Free Online URL Scraper (Need Feedback!)

SpamHat · Sep 4, 2009

Howdy

Just finished building something and could do with a few more eyes on it to catch things (bugs) I may have missed.

Can anyone with a spare 90 seconds check it out:
gScrape - Harvest Unlimited SE URLs online - FREE

You need FF 3.5+ for it to work because of how it's built.

Cheers

Rexibit · Sep 6, 2009

It looks pretty. I noticed a couple of alignment issues with the tabs as you click them. Some are showing varying degrees of blue on the edges when the black overlays it.

I'm not really sure how it is scraping URLS. Is it based off of PR, SE rank, etc.? Even then, I am noticing different results. Is it going based off of country? I have several results that are from the Philippines. That wouldn't be targeted towards the results I would need.

I am guessing it is mainly to help people find sites to get keywords off of? It would be nice to choose which country you want to target for the SE.

SpamHat · Sep 6, 2009

Thanks for checking it out.

It's scraping the URL using Google.com and it's not currently technically possible to make it country specific with the method I'm using, although you can always add a "site:.nl" or whatever you want to target it.

It's good for grabbing lists of pligg sites or whatever to feed other tools - I use it myself quite a lot now.

OneJust · Sep 8, 2009

Heh a limit for FF 3.5 is really strict

Sadly I have 3.0.
If you want audience on your site you really should try to make it compatible with 3.0 at least. Many people have even older releases !

Wondering how you solved the google ban hammer ?
From my experience google bans pretty fast if you scrape them (I used 150 proxies and the problem was gone but that's not affordable for most).

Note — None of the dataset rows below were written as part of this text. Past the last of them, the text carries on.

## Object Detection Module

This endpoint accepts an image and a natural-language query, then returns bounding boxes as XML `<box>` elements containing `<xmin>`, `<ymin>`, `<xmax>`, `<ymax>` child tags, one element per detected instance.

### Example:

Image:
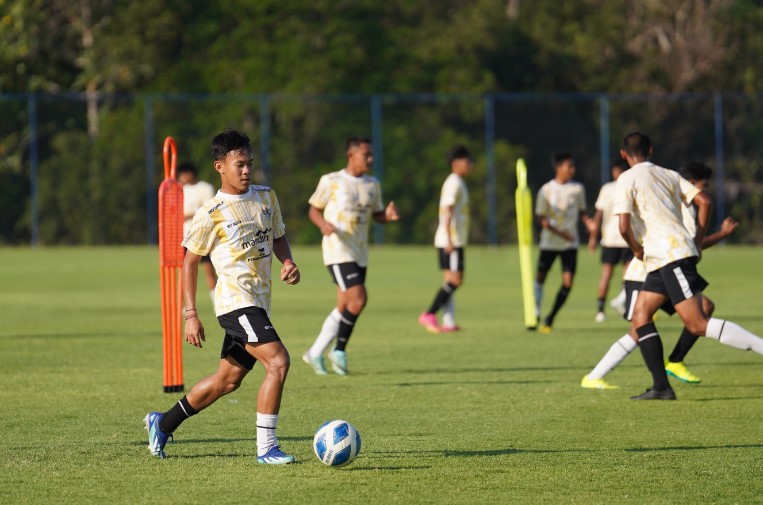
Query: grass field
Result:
<box><xmin>0</xmin><ymin>243</ymin><xmax>763</xmax><ymax>504</ymax></box>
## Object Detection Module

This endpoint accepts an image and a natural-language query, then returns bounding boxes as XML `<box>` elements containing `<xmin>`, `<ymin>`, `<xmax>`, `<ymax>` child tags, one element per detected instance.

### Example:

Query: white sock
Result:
<box><xmin>705</xmin><ymin>317</ymin><xmax>763</xmax><ymax>354</ymax></box>
<box><xmin>588</xmin><ymin>333</ymin><xmax>637</xmax><ymax>379</ymax></box>
<box><xmin>307</xmin><ymin>308</ymin><xmax>342</xmax><ymax>358</ymax></box>
<box><xmin>533</xmin><ymin>281</ymin><xmax>543</xmax><ymax>319</ymax></box>
<box><xmin>442</xmin><ymin>295</ymin><xmax>456</xmax><ymax>326</ymax></box>
<box><xmin>257</xmin><ymin>412</ymin><xmax>278</xmax><ymax>456</ymax></box>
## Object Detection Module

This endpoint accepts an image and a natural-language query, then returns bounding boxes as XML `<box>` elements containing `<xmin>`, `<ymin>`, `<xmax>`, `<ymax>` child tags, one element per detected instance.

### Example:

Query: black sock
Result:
<box><xmin>336</xmin><ymin>309</ymin><xmax>358</xmax><ymax>351</ymax></box>
<box><xmin>427</xmin><ymin>282</ymin><xmax>458</xmax><ymax>314</ymax></box>
<box><xmin>636</xmin><ymin>323</ymin><xmax>670</xmax><ymax>391</ymax></box>
<box><xmin>668</xmin><ymin>328</ymin><xmax>699</xmax><ymax>363</ymax></box>
<box><xmin>159</xmin><ymin>396</ymin><xmax>199</xmax><ymax>435</ymax></box>
<box><xmin>546</xmin><ymin>286</ymin><xmax>570</xmax><ymax>326</ymax></box>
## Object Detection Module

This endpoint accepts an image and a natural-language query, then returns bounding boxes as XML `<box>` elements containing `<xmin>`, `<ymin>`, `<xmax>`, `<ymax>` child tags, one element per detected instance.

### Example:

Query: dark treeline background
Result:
<box><xmin>0</xmin><ymin>0</ymin><xmax>763</xmax><ymax>244</ymax></box>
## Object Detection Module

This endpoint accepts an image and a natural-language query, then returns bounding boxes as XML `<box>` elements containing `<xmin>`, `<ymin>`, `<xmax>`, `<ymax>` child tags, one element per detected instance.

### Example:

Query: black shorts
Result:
<box><xmin>538</xmin><ymin>249</ymin><xmax>578</xmax><ymax>275</ymax></box>
<box><xmin>601</xmin><ymin>246</ymin><xmax>633</xmax><ymax>265</ymax></box>
<box><xmin>623</xmin><ymin>281</ymin><xmax>676</xmax><ymax>321</ymax></box>
<box><xmin>641</xmin><ymin>256</ymin><xmax>708</xmax><ymax>305</ymax></box>
<box><xmin>437</xmin><ymin>247</ymin><xmax>464</xmax><ymax>272</ymax></box>
<box><xmin>217</xmin><ymin>307</ymin><xmax>281</xmax><ymax>370</ymax></box>
<box><xmin>328</xmin><ymin>261</ymin><xmax>366</xmax><ymax>291</ymax></box>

Dunno if that works for you but you can target specific languages by adding "&lr=" as parameter to the search string.

mattseh · Sep 8, 2009

What's stopping you upgrading to 3.5?

And proxies are free if you know where to look

jackfitz · Sep 8, 2009

You should make people sign up to use it, not have registering as an option, that way you build your list.

Red_Virus · Sep 8, 2009

very nice tool, so far the results have been very good. I am signing up and It is definitely not limited to finding a bunch of pligg sites

monkeyman · Sep 8, 2009

OneJust said:
Wondering how you solved the google ban hammer ?
From my experience google bans pretty fast if you scrape them.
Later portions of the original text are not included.